Their first restaurant together, Sobban, was a Korean-American diner, but without the barbecue focus. It was successful; Bon Appetit listed it in the Top 50 Best New Restaurants in America, and it was featured on Andrew Zimmern’s Bizarre Foods. But they had to shut it down following a landlord dispute. It never reached Heirloom’s heights, which has hit some sort of unanticipated nerve.
Now 46, with dark brown eyes, soft inky hair, and a beauty mark above perfect red lips, Lee credits Heirloom’s surprise success to a Korean culinary philosophy that stresses a strict balance between taste, texture, and temperature. It is in their side dishes where this is most apparent. Alongside the perfectly smoked meats is cold fermented daikon, spicy tofu, homemade sweet potato chips, and all kinds of kimchi. Lee believes that such light items temper the heaviness of a barbecue meal. “At the beginning people think it’s weird, and then when they start eating they say, ‘OK, this is very refreshing’,” she says.
“It gives us a little bit more of a creative angle, too,” adds Taylor. “In Texas, it’s just four meats, four sides.”

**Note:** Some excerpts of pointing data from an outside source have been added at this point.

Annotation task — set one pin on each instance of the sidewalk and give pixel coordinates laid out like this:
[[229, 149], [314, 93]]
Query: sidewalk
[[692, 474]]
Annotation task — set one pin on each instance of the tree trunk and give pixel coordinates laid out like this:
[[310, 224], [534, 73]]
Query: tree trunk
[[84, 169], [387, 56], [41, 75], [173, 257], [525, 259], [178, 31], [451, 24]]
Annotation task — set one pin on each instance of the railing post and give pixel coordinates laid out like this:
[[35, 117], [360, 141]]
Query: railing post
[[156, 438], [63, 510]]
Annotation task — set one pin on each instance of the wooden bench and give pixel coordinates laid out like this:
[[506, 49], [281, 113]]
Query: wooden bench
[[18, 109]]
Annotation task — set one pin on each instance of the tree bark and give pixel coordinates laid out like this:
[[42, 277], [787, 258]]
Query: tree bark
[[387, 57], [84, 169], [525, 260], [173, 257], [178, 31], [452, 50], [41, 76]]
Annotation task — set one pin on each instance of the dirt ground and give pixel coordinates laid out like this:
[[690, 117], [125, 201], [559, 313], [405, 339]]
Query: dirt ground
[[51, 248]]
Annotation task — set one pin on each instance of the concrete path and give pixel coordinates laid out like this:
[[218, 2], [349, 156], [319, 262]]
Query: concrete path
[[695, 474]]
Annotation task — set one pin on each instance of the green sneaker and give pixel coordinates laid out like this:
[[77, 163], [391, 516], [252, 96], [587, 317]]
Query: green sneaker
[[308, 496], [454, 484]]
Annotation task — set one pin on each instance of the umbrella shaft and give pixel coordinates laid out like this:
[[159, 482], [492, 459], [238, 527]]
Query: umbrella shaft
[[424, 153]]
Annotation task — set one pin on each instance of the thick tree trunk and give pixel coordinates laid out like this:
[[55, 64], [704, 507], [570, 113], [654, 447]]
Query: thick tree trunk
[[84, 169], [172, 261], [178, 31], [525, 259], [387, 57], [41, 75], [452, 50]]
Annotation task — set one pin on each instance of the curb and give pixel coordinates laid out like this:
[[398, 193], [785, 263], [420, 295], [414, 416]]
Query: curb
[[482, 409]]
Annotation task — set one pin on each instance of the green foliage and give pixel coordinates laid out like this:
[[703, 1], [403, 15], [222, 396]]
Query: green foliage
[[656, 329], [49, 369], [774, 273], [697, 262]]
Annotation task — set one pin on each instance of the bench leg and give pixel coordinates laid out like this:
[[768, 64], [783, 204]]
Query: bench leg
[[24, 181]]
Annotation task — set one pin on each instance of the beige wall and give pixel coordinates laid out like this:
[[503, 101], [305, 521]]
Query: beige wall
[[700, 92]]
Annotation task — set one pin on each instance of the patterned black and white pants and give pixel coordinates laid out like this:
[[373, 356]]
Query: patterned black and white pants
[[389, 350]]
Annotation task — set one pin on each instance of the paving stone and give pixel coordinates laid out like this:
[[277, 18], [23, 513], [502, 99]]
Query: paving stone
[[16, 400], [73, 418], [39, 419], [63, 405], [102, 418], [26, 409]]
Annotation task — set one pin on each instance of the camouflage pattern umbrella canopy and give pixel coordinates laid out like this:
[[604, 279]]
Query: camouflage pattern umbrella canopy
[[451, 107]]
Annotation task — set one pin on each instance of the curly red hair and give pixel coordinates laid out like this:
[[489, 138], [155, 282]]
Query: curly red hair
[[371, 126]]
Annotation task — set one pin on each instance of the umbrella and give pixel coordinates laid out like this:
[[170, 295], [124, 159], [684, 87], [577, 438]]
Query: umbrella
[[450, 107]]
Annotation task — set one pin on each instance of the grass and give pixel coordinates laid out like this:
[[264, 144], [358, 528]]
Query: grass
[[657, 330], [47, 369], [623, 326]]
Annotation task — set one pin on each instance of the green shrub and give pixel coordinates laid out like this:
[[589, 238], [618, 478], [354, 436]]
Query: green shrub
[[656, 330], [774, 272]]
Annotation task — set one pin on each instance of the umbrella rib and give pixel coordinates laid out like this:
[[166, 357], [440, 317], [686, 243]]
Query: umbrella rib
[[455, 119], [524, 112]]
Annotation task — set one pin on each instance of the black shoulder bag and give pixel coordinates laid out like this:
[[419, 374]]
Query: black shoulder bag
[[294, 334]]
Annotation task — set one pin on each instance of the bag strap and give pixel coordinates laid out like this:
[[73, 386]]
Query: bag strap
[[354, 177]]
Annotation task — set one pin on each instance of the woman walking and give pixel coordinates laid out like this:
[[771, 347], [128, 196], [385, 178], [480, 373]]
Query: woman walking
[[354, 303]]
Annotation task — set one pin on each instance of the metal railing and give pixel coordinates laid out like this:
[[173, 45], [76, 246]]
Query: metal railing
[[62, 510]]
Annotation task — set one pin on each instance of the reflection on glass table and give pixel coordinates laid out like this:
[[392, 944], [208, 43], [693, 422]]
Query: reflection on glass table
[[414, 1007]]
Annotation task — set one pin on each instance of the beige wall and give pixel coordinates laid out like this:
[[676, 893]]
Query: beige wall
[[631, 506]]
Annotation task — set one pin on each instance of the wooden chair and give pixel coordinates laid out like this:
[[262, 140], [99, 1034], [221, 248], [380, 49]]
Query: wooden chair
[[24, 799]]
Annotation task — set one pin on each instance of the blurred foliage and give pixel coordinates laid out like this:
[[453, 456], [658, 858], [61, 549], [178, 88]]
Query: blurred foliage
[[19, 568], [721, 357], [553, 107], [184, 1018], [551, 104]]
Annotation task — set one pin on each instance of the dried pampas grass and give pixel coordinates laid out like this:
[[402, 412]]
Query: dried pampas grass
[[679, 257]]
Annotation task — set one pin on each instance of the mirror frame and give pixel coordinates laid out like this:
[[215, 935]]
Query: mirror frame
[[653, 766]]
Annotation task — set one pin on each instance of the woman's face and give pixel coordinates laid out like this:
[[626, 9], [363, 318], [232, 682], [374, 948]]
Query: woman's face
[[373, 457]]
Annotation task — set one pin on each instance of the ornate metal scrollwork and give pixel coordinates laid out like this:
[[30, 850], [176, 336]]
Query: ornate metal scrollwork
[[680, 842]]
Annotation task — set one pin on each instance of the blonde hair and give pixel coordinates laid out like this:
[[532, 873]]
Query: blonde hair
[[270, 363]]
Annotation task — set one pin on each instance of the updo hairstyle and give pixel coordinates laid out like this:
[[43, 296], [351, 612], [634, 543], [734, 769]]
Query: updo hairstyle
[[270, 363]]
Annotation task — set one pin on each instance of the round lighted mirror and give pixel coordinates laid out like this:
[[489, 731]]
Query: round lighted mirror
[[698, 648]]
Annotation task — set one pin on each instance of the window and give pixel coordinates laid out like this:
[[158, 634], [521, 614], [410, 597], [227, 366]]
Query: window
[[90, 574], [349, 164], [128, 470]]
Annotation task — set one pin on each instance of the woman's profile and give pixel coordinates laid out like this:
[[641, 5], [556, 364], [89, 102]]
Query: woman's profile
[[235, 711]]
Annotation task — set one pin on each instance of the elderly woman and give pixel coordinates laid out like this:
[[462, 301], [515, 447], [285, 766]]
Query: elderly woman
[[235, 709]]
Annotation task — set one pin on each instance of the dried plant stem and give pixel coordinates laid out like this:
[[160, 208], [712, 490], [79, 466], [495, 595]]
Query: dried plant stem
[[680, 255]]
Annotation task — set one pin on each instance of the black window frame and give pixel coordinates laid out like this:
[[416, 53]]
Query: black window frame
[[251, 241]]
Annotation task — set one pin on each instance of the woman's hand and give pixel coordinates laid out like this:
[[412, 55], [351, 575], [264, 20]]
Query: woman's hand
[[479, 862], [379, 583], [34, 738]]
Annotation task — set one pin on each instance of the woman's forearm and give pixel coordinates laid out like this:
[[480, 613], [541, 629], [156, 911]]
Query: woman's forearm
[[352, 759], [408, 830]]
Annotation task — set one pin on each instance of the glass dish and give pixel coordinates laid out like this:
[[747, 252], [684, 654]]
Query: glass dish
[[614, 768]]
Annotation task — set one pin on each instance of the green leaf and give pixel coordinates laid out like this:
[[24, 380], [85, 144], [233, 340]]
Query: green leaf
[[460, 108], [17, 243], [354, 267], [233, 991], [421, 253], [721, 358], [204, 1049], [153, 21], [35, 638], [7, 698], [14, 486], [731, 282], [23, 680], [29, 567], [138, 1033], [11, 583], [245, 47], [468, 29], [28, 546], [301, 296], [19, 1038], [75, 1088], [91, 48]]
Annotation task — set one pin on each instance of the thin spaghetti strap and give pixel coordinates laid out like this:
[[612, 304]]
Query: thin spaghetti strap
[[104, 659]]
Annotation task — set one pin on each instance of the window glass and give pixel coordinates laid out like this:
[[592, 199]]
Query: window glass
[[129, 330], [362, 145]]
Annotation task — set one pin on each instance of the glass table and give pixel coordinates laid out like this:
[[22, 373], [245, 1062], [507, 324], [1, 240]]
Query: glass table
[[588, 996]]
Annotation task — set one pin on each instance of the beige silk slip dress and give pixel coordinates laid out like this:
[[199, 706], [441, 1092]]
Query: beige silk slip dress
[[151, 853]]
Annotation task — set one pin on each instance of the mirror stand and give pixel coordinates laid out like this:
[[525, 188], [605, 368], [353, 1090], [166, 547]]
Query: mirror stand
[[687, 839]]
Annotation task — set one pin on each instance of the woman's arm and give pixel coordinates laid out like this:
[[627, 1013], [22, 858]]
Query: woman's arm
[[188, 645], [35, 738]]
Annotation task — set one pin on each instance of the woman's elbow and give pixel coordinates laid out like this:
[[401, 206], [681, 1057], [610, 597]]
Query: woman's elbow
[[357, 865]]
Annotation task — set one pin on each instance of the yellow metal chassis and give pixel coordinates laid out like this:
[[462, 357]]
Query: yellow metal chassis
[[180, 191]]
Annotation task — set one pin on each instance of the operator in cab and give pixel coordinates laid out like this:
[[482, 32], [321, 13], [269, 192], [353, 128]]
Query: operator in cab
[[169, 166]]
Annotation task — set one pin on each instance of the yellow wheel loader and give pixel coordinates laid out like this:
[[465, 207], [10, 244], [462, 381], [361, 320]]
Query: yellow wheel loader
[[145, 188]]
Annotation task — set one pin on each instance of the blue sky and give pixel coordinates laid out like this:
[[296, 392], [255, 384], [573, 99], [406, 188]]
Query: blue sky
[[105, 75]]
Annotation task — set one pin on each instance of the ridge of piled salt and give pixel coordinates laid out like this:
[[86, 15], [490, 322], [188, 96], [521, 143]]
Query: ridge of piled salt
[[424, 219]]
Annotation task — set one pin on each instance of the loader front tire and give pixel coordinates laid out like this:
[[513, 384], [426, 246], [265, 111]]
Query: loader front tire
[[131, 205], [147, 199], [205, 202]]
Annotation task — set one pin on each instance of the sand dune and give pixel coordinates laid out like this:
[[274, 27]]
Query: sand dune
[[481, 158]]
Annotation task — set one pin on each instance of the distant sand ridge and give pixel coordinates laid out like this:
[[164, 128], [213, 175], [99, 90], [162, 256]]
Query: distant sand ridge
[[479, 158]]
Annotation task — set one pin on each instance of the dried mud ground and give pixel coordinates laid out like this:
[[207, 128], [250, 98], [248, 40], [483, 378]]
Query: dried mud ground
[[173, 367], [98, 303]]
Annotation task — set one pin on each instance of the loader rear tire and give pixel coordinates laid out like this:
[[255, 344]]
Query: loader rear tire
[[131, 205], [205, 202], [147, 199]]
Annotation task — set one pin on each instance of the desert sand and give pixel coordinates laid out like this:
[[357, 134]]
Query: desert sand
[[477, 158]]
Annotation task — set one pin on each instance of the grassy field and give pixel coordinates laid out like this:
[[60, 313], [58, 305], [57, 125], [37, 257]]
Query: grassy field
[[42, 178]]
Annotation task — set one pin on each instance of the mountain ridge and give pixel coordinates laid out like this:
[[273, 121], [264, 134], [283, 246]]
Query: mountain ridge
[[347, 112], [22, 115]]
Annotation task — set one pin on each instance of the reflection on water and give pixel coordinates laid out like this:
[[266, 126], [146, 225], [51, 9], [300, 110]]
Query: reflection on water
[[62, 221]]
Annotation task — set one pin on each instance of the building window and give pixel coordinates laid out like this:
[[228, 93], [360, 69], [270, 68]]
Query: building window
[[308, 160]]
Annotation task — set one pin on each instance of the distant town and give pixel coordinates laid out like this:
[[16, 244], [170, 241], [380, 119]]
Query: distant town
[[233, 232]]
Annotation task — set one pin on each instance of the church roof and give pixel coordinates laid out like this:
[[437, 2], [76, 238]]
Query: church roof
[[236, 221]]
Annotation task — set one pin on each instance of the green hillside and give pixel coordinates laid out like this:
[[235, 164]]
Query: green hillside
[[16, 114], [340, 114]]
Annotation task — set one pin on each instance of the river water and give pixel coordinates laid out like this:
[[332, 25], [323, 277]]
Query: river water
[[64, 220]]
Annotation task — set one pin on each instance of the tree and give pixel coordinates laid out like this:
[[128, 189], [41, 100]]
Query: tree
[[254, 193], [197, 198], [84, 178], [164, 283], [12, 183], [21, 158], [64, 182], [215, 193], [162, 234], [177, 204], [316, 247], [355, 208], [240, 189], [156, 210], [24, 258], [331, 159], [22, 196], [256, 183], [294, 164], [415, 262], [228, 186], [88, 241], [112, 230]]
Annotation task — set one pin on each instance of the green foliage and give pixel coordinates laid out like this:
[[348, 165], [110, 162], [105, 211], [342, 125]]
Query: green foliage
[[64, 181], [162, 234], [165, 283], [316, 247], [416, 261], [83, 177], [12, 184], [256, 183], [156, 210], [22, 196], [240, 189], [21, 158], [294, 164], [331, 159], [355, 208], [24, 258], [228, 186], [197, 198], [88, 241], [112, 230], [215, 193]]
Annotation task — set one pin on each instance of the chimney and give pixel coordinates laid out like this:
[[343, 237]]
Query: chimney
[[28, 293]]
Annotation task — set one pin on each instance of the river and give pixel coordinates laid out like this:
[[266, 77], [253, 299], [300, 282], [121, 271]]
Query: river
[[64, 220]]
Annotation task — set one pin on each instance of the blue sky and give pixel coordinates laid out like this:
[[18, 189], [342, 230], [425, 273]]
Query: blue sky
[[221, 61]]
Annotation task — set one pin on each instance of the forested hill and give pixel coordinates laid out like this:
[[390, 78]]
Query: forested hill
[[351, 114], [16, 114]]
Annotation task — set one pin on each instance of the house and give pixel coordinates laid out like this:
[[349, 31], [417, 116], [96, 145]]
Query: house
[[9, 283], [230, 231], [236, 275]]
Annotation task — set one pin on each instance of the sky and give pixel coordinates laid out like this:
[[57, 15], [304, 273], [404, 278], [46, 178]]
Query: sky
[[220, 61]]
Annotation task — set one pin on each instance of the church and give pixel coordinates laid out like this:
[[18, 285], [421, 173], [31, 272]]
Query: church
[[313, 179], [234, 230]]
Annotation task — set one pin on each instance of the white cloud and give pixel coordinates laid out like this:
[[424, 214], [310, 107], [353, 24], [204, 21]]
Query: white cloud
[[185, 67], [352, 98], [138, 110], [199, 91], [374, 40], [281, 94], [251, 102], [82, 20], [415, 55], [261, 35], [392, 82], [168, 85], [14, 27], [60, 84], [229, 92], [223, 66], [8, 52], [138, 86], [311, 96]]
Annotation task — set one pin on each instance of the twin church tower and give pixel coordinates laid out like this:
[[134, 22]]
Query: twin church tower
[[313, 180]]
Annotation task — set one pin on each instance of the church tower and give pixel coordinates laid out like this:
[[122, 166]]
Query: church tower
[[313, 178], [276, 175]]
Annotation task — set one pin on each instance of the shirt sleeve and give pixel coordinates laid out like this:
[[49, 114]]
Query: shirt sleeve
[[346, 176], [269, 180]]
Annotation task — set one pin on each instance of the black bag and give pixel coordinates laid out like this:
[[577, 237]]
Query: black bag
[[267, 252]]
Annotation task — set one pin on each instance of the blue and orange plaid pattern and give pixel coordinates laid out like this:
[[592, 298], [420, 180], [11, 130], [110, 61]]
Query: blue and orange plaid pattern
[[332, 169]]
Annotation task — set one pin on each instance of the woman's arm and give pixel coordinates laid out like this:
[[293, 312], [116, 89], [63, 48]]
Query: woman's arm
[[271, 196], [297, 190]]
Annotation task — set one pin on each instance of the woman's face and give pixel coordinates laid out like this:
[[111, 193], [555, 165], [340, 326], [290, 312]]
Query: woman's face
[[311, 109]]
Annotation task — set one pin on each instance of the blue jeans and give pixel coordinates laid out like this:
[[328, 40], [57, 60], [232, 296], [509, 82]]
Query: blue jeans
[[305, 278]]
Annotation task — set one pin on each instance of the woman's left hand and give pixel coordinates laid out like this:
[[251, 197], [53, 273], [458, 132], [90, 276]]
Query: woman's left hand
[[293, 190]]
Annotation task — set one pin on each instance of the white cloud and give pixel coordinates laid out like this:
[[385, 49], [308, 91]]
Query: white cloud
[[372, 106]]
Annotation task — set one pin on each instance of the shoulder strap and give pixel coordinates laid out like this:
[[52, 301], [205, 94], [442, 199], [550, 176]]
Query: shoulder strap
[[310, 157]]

By no means were they confident the idea would work out. Neither of them had worked in a barbecue restaurant before, only fine-dining. They were simply using recipes that they were already cooking at home. “We were just making this shit up,” says Taylor. “But people found out about us. It happened really quickly.”
Lee in particular wasn’t very confident that American barbecue eaters would be into her native cuisine. But the masses, having spoken with their wallets, have assuaged her fears many times over. And though they don’t advertise Lee’s celebrity at Heirloom, the eatery still gets a regular flow of giddy Korean patrons asking for selfies with her. What really pleases Lee, however, is the culinary praise.
“It makes us really happy. It kind of feels like we’ve introduced a different way to eat, especially with the heavy meat. And people are happy about it. That’s a huge thing as a cook,” says Lee.
“To me, cooking is another stage. I can express myself with food. It’s an art, too—a very thoughtful art.”